Но не эту же дребедень слушать от директрисы пришла Катя. Она злобно сверкнула глазами, но, спохватившись, подавила в себе порыв злобы, и, снова одев маску боли и обиды, заговорила:
- Людмила Петровна, я прошу Вас, Вы же можете повлиять на свой персонал.
- Екатерина Анатольевна, мне понятны Ваши оскорблённые чувства, но что я могу? Взять за руку Вашего мужа и отвести его обратно к Вам?
- Ну Вы же можете проработать Веру Станиславовну!

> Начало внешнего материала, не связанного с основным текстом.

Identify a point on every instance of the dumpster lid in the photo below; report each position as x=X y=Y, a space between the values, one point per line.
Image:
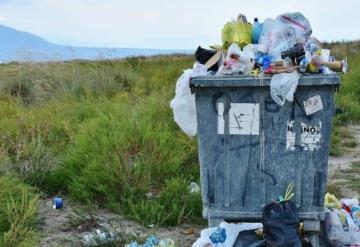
x=250 y=80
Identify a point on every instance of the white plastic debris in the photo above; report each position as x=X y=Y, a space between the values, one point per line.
x=237 y=61
x=231 y=231
x=183 y=104
x=283 y=87
x=98 y=237
x=194 y=187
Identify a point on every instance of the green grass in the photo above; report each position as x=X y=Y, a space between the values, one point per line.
x=103 y=133
x=18 y=213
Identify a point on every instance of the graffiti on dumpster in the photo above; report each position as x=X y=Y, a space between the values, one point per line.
x=310 y=136
x=243 y=119
x=290 y=136
x=313 y=104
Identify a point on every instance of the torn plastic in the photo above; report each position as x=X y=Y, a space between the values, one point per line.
x=238 y=32
x=283 y=87
x=223 y=236
x=237 y=61
x=183 y=104
x=298 y=23
x=276 y=37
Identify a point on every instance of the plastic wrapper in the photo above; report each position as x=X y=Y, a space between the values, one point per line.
x=236 y=32
x=183 y=104
x=283 y=87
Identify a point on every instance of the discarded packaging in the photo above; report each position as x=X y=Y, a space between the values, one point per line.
x=194 y=187
x=98 y=238
x=223 y=236
x=183 y=104
x=283 y=87
x=153 y=241
x=237 y=61
x=57 y=203
x=238 y=32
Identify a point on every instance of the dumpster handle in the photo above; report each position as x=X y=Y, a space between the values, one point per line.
x=296 y=101
x=215 y=99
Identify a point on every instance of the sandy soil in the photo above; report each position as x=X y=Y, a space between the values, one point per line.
x=57 y=231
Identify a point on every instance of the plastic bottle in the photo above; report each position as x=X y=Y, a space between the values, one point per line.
x=303 y=65
x=256 y=31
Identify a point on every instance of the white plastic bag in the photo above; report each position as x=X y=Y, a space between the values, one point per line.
x=283 y=87
x=298 y=23
x=183 y=104
x=276 y=37
x=231 y=230
x=237 y=61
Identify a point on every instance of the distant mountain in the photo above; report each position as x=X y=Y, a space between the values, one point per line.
x=23 y=46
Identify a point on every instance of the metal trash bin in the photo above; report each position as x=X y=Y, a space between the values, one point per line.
x=250 y=148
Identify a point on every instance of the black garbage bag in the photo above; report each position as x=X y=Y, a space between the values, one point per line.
x=281 y=224
x=203 y=55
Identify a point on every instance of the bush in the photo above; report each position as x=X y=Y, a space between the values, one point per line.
x=18 y=213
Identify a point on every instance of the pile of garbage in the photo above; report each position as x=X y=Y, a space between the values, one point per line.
x=282 y=48
x=342 y=222
x=281 y=227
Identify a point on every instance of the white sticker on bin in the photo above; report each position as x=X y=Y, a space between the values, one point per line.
x=310 y=136
x=313 y=104
x=243 y=119
x=290 y=136
x=221 y=121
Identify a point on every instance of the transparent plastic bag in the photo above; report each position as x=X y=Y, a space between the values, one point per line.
x=298 y=23
x=276 y=37
x=183 y=104
x=236 y=32
x=283 y=87
x=237 y=61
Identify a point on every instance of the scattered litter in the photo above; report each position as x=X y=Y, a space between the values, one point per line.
x=342 y=223
x=98 y=237
x=57 y=203
x=153 y=241
x=194 y=187
x=189 y=231
x=223 y=236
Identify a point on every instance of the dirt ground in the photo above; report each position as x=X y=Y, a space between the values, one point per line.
x=57 y=231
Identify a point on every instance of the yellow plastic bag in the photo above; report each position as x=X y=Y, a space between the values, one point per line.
x=236 y=32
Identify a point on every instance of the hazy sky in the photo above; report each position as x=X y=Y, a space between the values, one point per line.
x=166 y=23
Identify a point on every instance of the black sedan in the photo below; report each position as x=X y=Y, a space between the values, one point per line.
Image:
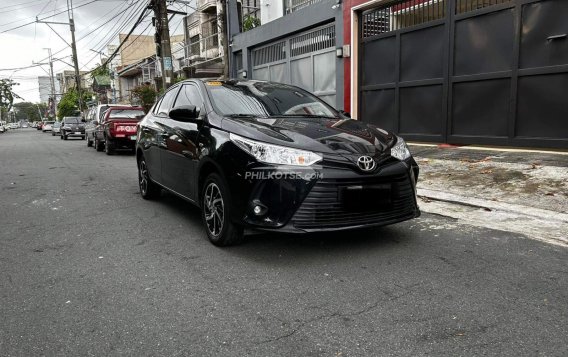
x=274 y=157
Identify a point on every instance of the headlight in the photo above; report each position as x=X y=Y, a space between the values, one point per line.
x=274 y=154
x=400 y=150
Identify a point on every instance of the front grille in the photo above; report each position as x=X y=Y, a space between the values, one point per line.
x=322 y=207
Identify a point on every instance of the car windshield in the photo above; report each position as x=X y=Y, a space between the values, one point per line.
x=266 y=100
x=126 y=113
x=72 y=120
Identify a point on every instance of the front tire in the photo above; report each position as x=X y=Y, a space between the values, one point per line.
x=148 y=189
x=216 y=214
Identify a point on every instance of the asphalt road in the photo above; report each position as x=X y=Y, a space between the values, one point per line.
x=89 y=268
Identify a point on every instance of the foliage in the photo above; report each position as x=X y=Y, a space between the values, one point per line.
x=250 y=22
x=69 y=104
x=29 y=111
x=146 y=94
x=7 y=96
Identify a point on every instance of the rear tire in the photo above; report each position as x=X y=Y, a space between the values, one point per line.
x=109 y=150
x=216 y=214
x=148 y=189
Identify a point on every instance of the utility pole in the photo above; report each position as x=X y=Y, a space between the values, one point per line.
x=74 y=49
x=164 y=49
x=222 y=35
x=73 y=46
x=52 y=82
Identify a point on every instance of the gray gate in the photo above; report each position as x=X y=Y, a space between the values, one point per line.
x=306 y=60
x=467 y=71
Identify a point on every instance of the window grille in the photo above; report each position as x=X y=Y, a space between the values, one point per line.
x=463 y=6
x=313 y=41
x=272 y=53
x=402 y=15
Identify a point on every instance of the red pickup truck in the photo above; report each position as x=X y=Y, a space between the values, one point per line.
x=118 y=129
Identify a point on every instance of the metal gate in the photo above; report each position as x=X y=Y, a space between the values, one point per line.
x=467 y=71
x=306 y=60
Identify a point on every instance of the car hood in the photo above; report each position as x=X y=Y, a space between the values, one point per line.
x=326 y=135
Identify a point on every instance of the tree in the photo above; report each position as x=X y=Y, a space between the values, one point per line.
x=7 y=96
x=146 y=95
x=250 y=22
x=69 y=104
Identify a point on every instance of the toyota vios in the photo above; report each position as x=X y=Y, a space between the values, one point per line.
x=271 y=156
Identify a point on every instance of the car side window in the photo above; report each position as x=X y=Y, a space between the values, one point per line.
x=166 y=103
x=189 y=95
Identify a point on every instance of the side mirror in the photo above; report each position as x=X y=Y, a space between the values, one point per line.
x=185 y=113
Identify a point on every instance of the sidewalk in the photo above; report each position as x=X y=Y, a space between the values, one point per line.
x=520 y=191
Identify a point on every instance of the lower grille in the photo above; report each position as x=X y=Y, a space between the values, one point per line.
x=323 y=208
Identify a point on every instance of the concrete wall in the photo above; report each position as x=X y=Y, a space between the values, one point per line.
x=296 y=22
x=139 y=47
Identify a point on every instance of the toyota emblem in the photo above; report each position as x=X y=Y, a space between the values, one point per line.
x=366 y=163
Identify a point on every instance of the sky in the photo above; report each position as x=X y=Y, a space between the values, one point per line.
x=97 y=24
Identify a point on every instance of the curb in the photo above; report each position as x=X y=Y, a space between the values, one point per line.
x=492 y=205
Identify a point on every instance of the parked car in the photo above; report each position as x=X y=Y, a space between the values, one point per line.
x=118 y=129
x=272 y=157
x=47 y=126
x=72 y=127
x=90 y=128
x=56 y=128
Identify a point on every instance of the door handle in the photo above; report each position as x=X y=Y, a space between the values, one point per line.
x=556 y=37
x=188 y=154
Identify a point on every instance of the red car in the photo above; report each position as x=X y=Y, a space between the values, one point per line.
x=118 y=129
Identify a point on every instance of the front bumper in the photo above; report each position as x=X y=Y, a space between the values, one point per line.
x=71 y=134
x=128 y=141
x=313 y=199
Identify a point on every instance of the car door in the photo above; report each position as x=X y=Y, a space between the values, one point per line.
x=181 y=151
x=155 y=129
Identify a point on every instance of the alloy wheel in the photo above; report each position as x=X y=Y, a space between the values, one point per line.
x=214 y=209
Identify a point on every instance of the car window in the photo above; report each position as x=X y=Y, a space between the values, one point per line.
x=166 y=102
x=126 y=113
x=102 y=111
x=266 y=99
x=72 y=120
x=189 y=95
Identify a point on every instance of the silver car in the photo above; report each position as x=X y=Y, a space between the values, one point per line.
x=56 y=128
x=47 y=126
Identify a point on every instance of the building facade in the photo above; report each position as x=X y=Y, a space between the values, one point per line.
x=460 y=71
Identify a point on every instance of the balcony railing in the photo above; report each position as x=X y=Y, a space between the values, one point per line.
x=204 y=5
x=291 y=6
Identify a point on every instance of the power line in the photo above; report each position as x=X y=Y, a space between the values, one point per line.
x=47 y=17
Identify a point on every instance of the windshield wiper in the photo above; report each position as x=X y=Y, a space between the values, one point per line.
x=304 y=116
x=246 y=116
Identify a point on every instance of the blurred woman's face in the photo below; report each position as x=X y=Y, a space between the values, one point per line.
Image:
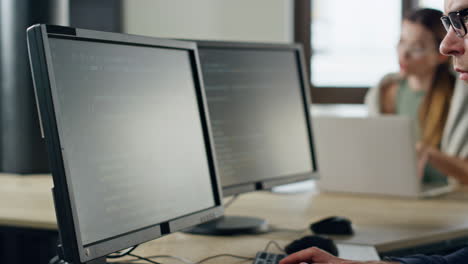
x=417 y=51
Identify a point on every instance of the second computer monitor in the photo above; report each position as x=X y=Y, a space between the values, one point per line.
x=258 y=99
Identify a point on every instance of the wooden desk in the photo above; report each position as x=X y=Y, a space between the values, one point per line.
x=387 y=223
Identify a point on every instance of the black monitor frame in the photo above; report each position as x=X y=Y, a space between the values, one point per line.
x=73 y=251
x=305 y=92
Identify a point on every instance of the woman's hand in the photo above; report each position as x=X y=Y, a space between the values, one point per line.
x=316 y=255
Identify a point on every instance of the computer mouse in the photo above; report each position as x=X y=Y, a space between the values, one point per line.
x=334 y=225
x=321 y=242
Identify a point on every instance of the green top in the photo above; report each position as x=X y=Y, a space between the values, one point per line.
x=407 y=104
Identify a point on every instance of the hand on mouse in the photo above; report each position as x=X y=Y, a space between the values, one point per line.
x=316 y=255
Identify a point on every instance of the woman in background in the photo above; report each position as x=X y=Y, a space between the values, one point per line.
x=422 y=89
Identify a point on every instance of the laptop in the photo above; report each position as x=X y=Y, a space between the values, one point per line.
x=371 y=155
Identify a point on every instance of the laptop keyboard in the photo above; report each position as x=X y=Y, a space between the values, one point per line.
x=263 y=257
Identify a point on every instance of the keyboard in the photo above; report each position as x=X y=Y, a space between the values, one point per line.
x=263 y=257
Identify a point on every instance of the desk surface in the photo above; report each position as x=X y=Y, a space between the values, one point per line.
x=383 y=222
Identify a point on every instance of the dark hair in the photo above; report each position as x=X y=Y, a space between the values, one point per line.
x=430 y=19
x=434 y=109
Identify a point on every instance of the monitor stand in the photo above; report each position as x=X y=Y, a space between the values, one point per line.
x=58 y=260
x=231 y=225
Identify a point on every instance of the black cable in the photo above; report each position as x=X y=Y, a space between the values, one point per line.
x=142 y=258
x=272 y=242
x=289 y=230
x=224 y=255
x=183 y=260
x=119 y=254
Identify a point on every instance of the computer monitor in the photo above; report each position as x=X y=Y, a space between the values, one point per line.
x=258 y=99
x=127 y=131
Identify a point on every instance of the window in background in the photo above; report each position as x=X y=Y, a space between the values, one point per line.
x=353 y=45
x=436 y=4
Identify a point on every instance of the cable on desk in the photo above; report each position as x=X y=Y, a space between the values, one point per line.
x=182 y=260
x=186 y=261
x=289 y=230
x=233 y=199
x=272 y=242
x=142 y=258
x=120 y=254
x=223 y=255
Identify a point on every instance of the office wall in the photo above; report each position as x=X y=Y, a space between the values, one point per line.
x=242 y=20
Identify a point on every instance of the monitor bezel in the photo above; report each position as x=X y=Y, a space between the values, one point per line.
x=66 y=213
x=269 y=183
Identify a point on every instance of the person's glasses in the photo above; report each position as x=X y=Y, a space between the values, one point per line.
x=457 y=20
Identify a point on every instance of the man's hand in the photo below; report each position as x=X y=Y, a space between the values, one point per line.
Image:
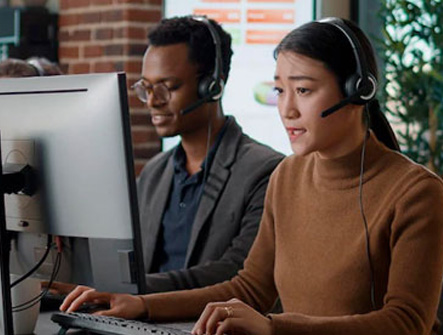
x=121 y=305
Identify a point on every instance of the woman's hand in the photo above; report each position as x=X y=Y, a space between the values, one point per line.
x=58 y=287
x=120 y=305
x=231 y=317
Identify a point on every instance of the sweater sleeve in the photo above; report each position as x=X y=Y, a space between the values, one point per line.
x=415 y=273
x=254 y=284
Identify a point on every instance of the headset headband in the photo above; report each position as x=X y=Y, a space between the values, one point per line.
x=366 y=78
x=217 y=44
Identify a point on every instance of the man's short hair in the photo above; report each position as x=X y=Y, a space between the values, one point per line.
x=198 y=38
x=16 y=68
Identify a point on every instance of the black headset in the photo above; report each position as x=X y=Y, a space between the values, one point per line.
x=210 y=87
x=361 y=86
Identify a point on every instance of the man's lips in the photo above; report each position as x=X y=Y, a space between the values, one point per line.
x=160 y=118
x=294 y=133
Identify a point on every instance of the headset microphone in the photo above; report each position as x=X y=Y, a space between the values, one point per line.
x=195 y=105
x=337 y=106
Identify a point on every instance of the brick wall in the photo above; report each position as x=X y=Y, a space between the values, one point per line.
x=108 y=36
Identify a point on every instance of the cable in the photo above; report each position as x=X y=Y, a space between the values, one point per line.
x=36 y=266
x=28 y=304
x=205 y=171
x=368 y=246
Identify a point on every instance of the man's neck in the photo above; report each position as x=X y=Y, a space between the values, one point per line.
x=196 y=145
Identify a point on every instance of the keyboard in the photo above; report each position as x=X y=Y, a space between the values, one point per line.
x=108 y=325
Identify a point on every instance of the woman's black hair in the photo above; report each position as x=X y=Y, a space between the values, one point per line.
x=326 y=43
x=198 y=38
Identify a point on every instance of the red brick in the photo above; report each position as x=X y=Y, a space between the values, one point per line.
x=132 y=32
x=79 y=3
x=113 y=50
x=101 y=2
x=80 y=35
x=68 y=52
x=135 y=49
x=80 y=68
x=104 y=34
x=112 y=16
x=92 y=51
x=93 y=17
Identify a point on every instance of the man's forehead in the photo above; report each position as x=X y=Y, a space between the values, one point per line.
x=170 y=60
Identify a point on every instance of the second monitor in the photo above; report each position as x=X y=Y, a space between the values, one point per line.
x=74 y=131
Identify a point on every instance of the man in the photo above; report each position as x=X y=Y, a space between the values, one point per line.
x=201 y=202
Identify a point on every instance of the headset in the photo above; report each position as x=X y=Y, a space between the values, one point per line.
x=361 y=86
x=210 y=87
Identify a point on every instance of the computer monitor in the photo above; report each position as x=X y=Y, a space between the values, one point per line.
x=74 y=131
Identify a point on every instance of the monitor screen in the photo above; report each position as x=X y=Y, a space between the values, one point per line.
x=74 y=132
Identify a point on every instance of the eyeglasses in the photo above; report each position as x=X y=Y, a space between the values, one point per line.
x=161 y=92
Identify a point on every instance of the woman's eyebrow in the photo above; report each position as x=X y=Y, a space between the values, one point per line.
x=297 y=78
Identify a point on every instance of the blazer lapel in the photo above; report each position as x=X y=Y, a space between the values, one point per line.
x=217 y=178
x=156 y=213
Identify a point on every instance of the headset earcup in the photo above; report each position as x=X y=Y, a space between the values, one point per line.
x=207 y=86
x=351 y=85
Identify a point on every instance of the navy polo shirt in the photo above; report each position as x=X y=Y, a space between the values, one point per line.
x=178 y=218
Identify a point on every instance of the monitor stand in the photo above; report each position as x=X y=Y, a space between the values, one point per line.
x=8 y=326
x=19 y=180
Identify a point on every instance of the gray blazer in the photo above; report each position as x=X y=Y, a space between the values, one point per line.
x=227 y=218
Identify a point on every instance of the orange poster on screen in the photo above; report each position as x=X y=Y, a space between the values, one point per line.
x=221 y=1
x=270 y=16
x=265 y=36
x=275 y=1
x=220 y=15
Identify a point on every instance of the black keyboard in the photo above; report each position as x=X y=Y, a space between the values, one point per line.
x=108 y=325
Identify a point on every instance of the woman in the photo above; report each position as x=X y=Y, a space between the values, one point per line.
x=351 y=238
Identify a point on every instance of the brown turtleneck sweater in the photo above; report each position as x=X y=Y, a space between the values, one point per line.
x=311 y=250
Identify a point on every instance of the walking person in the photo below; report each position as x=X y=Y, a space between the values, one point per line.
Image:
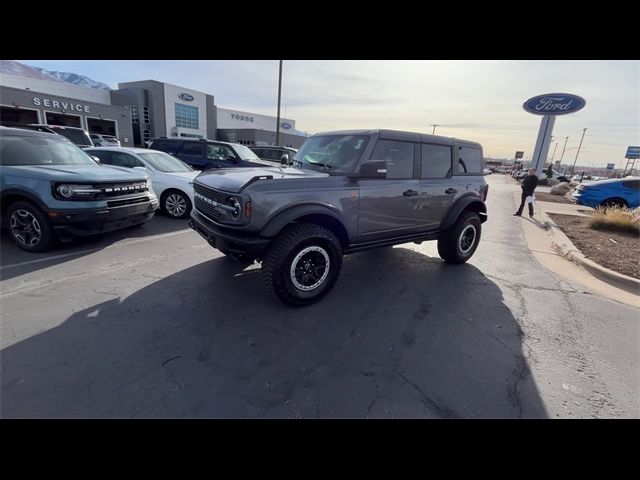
x=529 y=185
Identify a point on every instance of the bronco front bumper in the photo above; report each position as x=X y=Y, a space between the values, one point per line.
x=227 y=239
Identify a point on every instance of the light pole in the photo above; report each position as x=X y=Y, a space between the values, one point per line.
x=279 y=91
x=580 y=145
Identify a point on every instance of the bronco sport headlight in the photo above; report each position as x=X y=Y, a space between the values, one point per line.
x=71 y=191
x=237 y=207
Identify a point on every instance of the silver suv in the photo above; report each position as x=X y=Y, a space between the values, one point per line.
x=347 y=191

- Проработать? - директор мотнула головой в знак протеста, слово-то какое, - У нас дружный педагогический коллектив, в котором, как Вы правильно заметили, мы можем, и, безусловно, влияем друг на друга, причём в равной степени, как я влияю на Веру Станиславовну, так и она влияет на меня, но семейная жизнь, это же очень личностно. Вера Станиславовна сошлась с мужчиной, это её личное дело, хотя не скрою, что сейчас, после общения с Вами, думаю, она сделала не самый лучший выбор, и, возможно, она сама сможет оценить ситуацию.
Катя, поняв, что ей отказывают, уже не слушала директора, она обдумывала, что же сказать такое обидное этой чистюле , Людмила Петровна выглядела очень опрятно. Сузив глаза, перебивая собеседницу, она сказала-прошипела:
- Понятно, все вы тут друг за друга, а ещё детей учите! Думаете, раз уж Вы директриса, вам оскорблять меня можно! Я ведь пожалуюсь в РОНО! Учителя называется, педагоги! Какую же мораль вы внушаете детям?!
Людмила Сергеевна сидела и смотрела на Катю с гримасой боли на лице, как если бы Катя бросала в неё не слова, а камни.
После посещения школы злоба Кати на Веру Станиславовну усилилась. - Ничего, - успокаивала себя Катя, - я ещё отомщу! Дня три Катя перебирала разные варианты мести и, наконец, остановилась на одном: где-то давно в кино она видела, как неугодного сотрудника милиции, кажется, другой сотрудник милиции столкнул в метро под поезд. Катя не помнила ни сюжета фильма, ни даже лиц актёров, но что она помнила точно, так это то, что всё очень просто, подойти сзади к человеку, столкнуть его под поезд и убежать, даже не убежать, а незаметно уйти. Катя всё продумала. Она купила бежевый балахон, русый парик, тёмные очки. Учитывая то, что Вера Станиславовна работала рядом с домом, а, значит, почти никуда не ездила, Катя придумала план, как вытащить её в метро. Выяснив, что ни сына , ни Коли днём в четверг дома не будет, Катя позвонила Вере Станиславовне изменив голос и, представившись матерью некой Лены, якобы подруги её сына, пригласила её встретиться в метро, а чтобы Вера Станиславовна не отказалась от встречи, Катя пустила в голос нотки плача и сказала, что эта встреча очень важна.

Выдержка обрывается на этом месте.